Xu W., Wongsa A., Lee J., Shang L., Cannone J.J., and Gutell R.R. (2011). RNA2DMap: A Visual Exploration Tool of the Information in RNA's Higher-Order Structure. Proceedings of 2011 IEEE International Conference on Bioinformatics and Biomedicine (BIBM 2011), Atlanta, GA. November 12-15, 2011. IEEE Computer Society, Washington, DC, USA. pp. 613-617.

1. RNA2DMap: A Visual Exploration Tool of the Information in RNA’s Higher-
Order Structure
Weijia Xu1,†
Ame Wongsa 2, ‡
Jung Lee 3,
*
Lei Shang4,
* Jamie J Cannone 5,
* Robin R. Gutell 6,
*
†
Texas Advanced Computing Center,
‡
School of Information, *Institute for Cellular and Molecular Biology
The University of Texas at Austin
Austin, Texas, USA
1
xwj@tacc.utexas.edu; 2
Amewongsa@gmail.com; 3
bojungx@gmail.com;
4
leishang@mail.utexas.edu;
5
jjcannone@austin.utexas.edu;
6
robin.gutell@mail.utexas.edu;
Abstract -- A new and emerging paradigm in molecular biology
is revealing that RNA is implicated in nearly every aspect of
the metabolism in the cell. To enhance our understanding of
the function of these RNA molecules in the cell, it is essential
that we have a complete understanding of their higher-order
structures. While many computational tools have been
developed to predict and analyse these higher-order RNA
structures, few are able to visualize them for analytical
purposes. In this paper, we present an interactive visualization
tool of the secondary structure of RNA, named RNA2DMap.
This program enables multiple-dimensions of information
about RNA structure to be selected, customized and displayed
to visually identify patterns and relationships. RNA2DMap
facilitates the comparative analysis and understanding of
RNAs that cannot be readily obtained with other graphical or
text output from computer programs. Three use cases are
presented to illustrate how RNA2DMap aids structural
analysis.
Keywords: Biological Data Visulation; RNA Struaral Analysis;
Interative Application
I. INTRODUCTION
RNA structure, function, and evolution are studied with
experimental and computational methods. Comparative
analysis, one of the computational methods, has been used
to determine an RNA’s higher-order structure with high
accuracy and detail, principles of RNA structure, and the
evolution of RNA and phylogenetic relationships. This
analysis is dependent on the number and diversity of the
RNA sequences and high-resolution crystal structures
within any given RNA family, and the sophistication of the
computational system to analyse the data. Information
related to RNA sequences is usually stored within a
database or in text files with specific formats. We have
developed rCAD – RNA Comparative Analysis Database
that utilizes the Microsoft SQL-server to organize,
manipulate, and analyse these multiple dimensions of
information [1] [2]. rCAD is the foundation used to
effectively create inter-relationships between multiple types
of information. However, from these patterns, biases and
relationships in rCAD’s data, we are unable to synthesize all
of this knowledge into a complete understanding of RNA’s
structure, function, and evolution..
While most computational approaches are developed
based on data mining and algorithmic approaches to
understand the structure and functions of RNA molecules,
visual analytic approaches can provide insights from the
data. The secondary structure diagram of RNA is routinely
used to visualize the base pairs, helices, and structural
motifs of the RNA’s higher-order structure. It is the
reference point for discussion and analysis of sequence
alignments, high-resolution crystal structures, and
evolutionary relationships. Many RNA scientists map their
experimental data and other relevant information onto these
diagrams. However this is usually done on a figure in a
published paper, not as an interactive graphics display.

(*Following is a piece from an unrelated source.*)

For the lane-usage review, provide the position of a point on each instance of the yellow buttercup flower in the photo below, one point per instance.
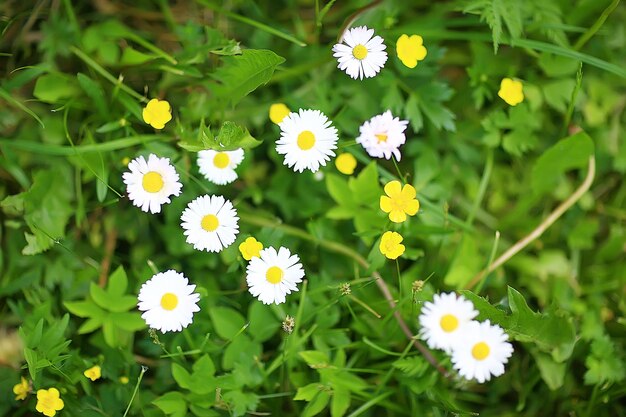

Our goal is to create a new and novel application to allow
researchers to dynamically navigate through this myriad of
multiple dimensions of information. RNA2DMap, the focus
of this paper, is a new foundation for the dynamic visual
presentation of the growing number of data types that will
enhance our knowledge of RNA structure, folding, and its
evolution. RNA2DMap is akin to the Macroscope, an
abstract computational system to facilitate an understanding
of a complex system from all of its components, both
physical and temporal. RNA2DMap is available at
http://www.rna.ccbb.utexas.edu/SAE/2A/RNA2DMap/inde
x.php, part of Comparative RNA Web (CRW) Site [3].
II. BACKGROUND AND RELATED WORK
The initial attempts to visualize RNA secondary
structure focused on the automatic drawing algorithms to
generate aesthetically pleasing secondary structure diagrams
with very limited overlap of strands and interactions [4] [5]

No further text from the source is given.